The Court’s analysis and conclusion thereon

[17] Having considered all the papers filed by the parties and the arguments of the attorneys of the parties it would appear to me that this whole Application hinges on the question of prejudice. Whether the Applicant has shown that it will suffer prejudice with the money being in the custody of the 1st Respondent Trust account.



[18] The gist of the Applicant’s case in this regard as can be clearly gleaned from all the surrounding circumstances that the 1st Respondent is clearly no longer an independent and neutral party in the entire transaction. That he has clearly been compromised by his alliance with the 2nd Respondent. In this regard the attorney for the Applicant has submitted various arguments on the relationships of the parties.



[19] On the other hands it is contended for the respondents that Applicant has failed to show to this court that Applicant will suffer any prejudice.
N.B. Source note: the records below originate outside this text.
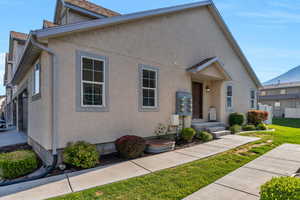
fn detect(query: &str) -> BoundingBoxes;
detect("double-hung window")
[32,61,41,95]
[81,56,105,107]
[250,90,256,109]
[226,85,233,110]
[140,66,158,111]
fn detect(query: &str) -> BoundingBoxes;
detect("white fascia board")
[34,0,212,39]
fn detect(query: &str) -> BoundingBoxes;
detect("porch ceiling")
[187,57,232,81]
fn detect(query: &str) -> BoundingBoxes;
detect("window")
[250,90,256,109]
[32,62,41,95]
[81,56,105,107]
[140,65,158,111]
[226,85,233,109]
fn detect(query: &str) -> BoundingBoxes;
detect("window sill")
[31,93,42,102]
[76,106,109,112]
[139,107,159,112]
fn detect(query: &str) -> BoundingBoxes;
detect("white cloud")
[237,11,300,24]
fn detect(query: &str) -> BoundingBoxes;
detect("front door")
[192,82,203,119]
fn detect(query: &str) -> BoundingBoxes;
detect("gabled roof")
[64,0,120,17]
[16,0,262,87]
[43,20,58,29]
[10,31,28,41]
[53,0,121,23]
[186,57,232,81]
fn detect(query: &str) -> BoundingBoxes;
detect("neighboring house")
[259,66,300,117]
[3,0,261,162]
[259,81,300,117]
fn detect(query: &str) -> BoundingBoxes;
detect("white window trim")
[32,59,41,96]
[225,83,234,111]
[80,56,106,108]
[141,67,158,109]
[250,89,257,109]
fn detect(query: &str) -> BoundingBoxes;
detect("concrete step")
[192,122,226,132]
[211,130,231,139]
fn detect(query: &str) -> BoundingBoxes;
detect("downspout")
[0,37,58,187]
[31,38,58,156]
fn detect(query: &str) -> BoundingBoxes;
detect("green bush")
[196,131,213,142]
[63,141,100,169]
[260,177,300,200]
[256,123,268,130]
[229,124,242,134]
[115,135,146,159]
[243,124,256,131]
[181,128,196,142]
[0,150,39,179]
[229,113,246,126]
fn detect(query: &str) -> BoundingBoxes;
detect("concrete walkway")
[0,135,259,200]
[184,144,300,200]
[0,129,27,148]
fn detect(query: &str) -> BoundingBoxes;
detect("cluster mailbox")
[176,92,193,116]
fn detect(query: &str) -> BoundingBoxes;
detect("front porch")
[187,57,232,123]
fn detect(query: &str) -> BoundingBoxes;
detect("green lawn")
[51,120,300,200]
[273,118,300,128]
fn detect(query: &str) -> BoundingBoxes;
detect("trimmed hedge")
[247,110,269,125]
[243,124,256,131]
[256,123,268,130]
[63,141,100,169]
[229,124,242,134]
[0,150,39,179]
[115,135,146,159]
[196,131,213,142]
[229,112,246,126]
[260,177,300,200]
[181,128,196,142]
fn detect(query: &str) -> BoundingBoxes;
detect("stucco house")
[3,0,261,162]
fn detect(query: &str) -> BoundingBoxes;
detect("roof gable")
[53,0,120,24]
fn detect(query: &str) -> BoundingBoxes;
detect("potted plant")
[146,123,175,153]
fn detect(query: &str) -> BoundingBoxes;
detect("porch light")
[205,85,210,92]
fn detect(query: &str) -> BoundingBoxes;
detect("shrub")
[181,128,196,142]
[115,135,146,159]
[229,113,245,126]
[243,124,256,131]
[63,141,100,169]
[196,131,213,142]
[256,123,268,130]
[248,110,269,125]
[229,124,242,134]
[260,177,300,200]
[0,150,39,179]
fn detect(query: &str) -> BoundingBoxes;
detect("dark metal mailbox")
[176,92,193,116]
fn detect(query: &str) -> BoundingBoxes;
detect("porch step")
[206,126,226,133]
[192,122,226,132]
[211,130,231,139]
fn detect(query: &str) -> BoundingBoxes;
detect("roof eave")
[209,1,262,88]
[36,0,212,39]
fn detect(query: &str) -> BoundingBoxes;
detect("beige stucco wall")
[42,5,256,148]
[17,52,52,149]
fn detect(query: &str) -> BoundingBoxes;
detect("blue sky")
[0,0,300,94]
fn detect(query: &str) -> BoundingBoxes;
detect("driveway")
[0,130,27,148]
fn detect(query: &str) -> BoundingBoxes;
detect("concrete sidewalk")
[0,135,259,200]
[184,144,300,200]
[0,129,27,147]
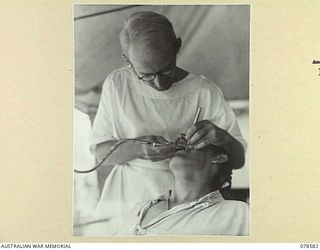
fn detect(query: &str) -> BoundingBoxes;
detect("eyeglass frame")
[121,54,174,82]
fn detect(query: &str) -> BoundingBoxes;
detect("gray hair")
[119,11,177,55]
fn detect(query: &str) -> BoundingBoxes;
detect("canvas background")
[0,1,320,242]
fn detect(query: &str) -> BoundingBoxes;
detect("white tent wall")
[74,4,250,216]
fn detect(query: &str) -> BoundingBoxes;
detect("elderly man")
[119,146,248,235]
[91,12,245,234]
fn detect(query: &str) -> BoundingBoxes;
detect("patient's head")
[169,145,232,190]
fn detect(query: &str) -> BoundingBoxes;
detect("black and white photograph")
[72,4,251,237]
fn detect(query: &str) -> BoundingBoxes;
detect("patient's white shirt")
[119,191,249,236]
[86,67,245,235]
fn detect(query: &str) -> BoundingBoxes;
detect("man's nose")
[153,75,168,90]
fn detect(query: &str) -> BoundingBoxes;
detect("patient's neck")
[170,174,213,206]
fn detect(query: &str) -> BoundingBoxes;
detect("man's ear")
[176,37,182,54]
[211,154,229,164]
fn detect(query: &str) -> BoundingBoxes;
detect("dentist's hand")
[185,120,230,149]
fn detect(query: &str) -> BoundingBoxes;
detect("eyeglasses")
[122,55,173,82]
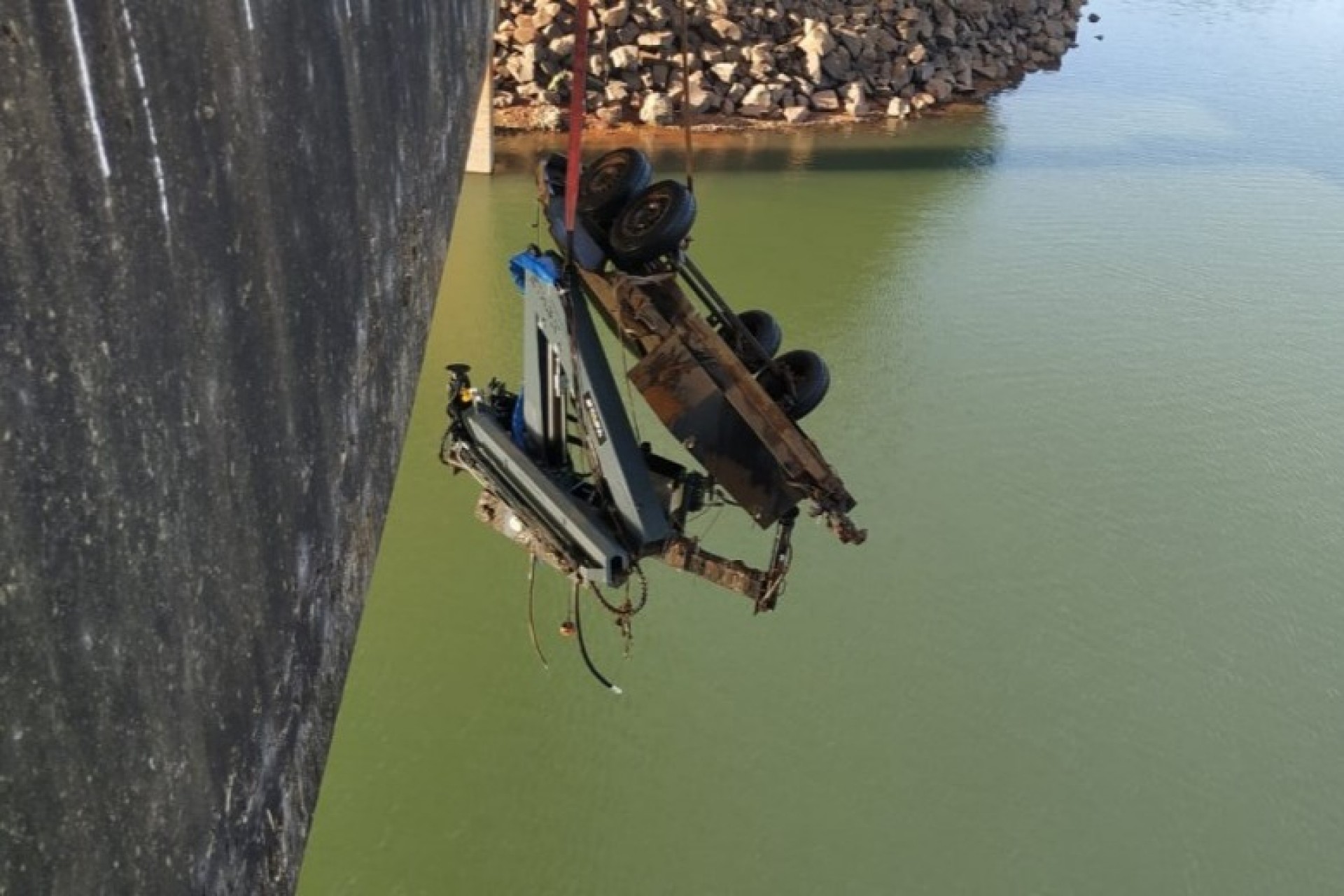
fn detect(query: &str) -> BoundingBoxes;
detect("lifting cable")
[681,0,695,193]
[564,0,589,248]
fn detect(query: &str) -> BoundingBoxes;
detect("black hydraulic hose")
[573,580,625,696]
[527,554,551,669]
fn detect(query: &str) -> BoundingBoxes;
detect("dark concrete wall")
[0,0,491,895]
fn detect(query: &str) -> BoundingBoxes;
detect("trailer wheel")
[758,348,831,421]
[719,309,783,373]
[578,148,653,230]
[610,180,695,266]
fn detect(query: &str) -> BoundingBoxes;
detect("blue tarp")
[508,250,561,293]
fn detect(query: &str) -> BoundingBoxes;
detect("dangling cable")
[527,554,551,669]
[570,579,625,694]
[681,0,695,193]
[564,0,589,252]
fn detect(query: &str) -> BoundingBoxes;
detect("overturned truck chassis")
[441,248,863,611]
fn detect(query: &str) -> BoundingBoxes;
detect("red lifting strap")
[564,0,589,238]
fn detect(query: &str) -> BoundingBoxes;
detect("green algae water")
[300,0,1344,896]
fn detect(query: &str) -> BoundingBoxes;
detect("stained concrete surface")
[0,0,491,895]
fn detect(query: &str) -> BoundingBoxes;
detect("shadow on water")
[496,108,996,174]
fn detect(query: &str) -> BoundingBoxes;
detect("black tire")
[610,180,695,265]
[758,348,831,421]
[578,149,653,230]
[719,310,783,373]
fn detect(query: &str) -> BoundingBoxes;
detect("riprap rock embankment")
[493,0,1086,127]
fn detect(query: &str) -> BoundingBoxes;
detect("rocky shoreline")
[492,0,1096,130]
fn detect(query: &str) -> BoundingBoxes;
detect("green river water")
[300,0,1344,896]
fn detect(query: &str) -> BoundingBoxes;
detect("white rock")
[608,47,640,69]
[742,85,774,107]
[811,90,840,111]
[710,16,742,43]
[798,19,836,57]
[640,92,676,125]
[844,80,868,118]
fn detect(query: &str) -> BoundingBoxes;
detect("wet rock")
[811,90,840,111]
[844,82,868,118]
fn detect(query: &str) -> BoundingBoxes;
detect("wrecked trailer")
[441,149,864,687]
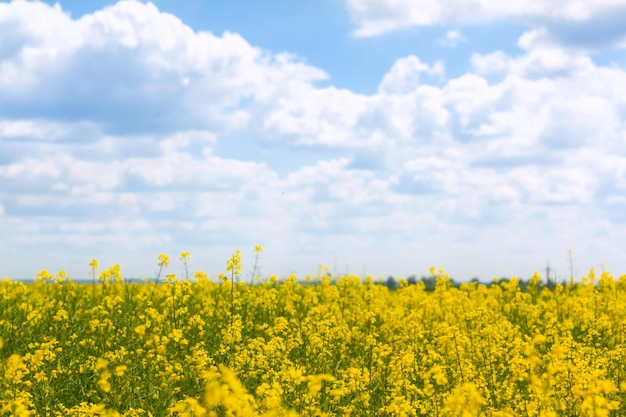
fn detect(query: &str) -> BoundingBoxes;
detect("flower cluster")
[0,254,626,417]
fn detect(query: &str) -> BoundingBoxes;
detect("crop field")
[0,248,626,417]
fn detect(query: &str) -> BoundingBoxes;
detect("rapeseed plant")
[0,252,626,417]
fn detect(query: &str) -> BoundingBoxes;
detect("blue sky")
[0,0,626,280]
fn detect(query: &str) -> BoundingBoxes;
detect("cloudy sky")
[0,0,626,280]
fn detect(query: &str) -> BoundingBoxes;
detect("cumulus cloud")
[345,0,626,48]
[0,1,626,280]
[0,1,326,132]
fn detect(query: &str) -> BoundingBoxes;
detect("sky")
[0,0,626,281]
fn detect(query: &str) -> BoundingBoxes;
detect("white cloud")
[0,2,626,278]
[0,1,327,132]
[439,30,467,48]
[378,55,445,94]
[345,0,626,47]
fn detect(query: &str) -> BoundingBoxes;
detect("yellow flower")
[226,249,241,275]
[157,253,170,267]
[89,258,98,270]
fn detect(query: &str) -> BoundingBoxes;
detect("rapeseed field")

[20] In paragraph 3.1 of the Heads of Arguments the attorney of the Respondents it is contended that the Applicant is under an imaginary fear that his funds may be misappropriated and / or attached by a third party. That such allegations are vehemently denied. That as alleged in Respondents Answering and Confirmatory affidavit, that are no such judgments debts issued against the 1st Respondent. Furthermore, it is contended for the Respondents that the Applicant is ill-advised as it not possible for financial institution to attach money held in Trust as it does not belong to the 1st Respondent.



[21] In my assessment of all the arguments of the parties to and fro it would appear to me that case is based on Applicant’s baseless fears that money held in a trust fund be interfered with as stated by the Respondent at para [19] supra. I am unable to find any ground to disqualify the 2nd Respondent whose conduct is regulated by the previsions of law as an attorney of this court. The Legal Practioners Act provides protection to clients funds in the possession of attorneys. Further, I have taken judicial notice that the 2nd Respondent is also a member of the Judicial Service Commission and would not spirit away monies held in his Trust account belonging to clients.



[22] I am unable to take Applicant’s fears to constitute a valid cause of action in law.



[23] I have also came to the considered that it will be interest of justice to put this matter to rest is to conclude the main issue of debatement, the rental account, before transferring the said funds to any party. Applicant should have simply set down the matter and have the rental accounts debated.



[24] On the issue of costs the attorney for the Applicant has sought costs at punitive scale. I have considered the arguments of the parties in this regard and in exercise of my discretion would levy costs at the ordinary scale.



[25] In the result, for the aforegoing reasons the Application is dismissed with costs. This Court further directs that the Applicant brings the Application for debatement of the rental account as a matter of urgency to put this dispute to rest.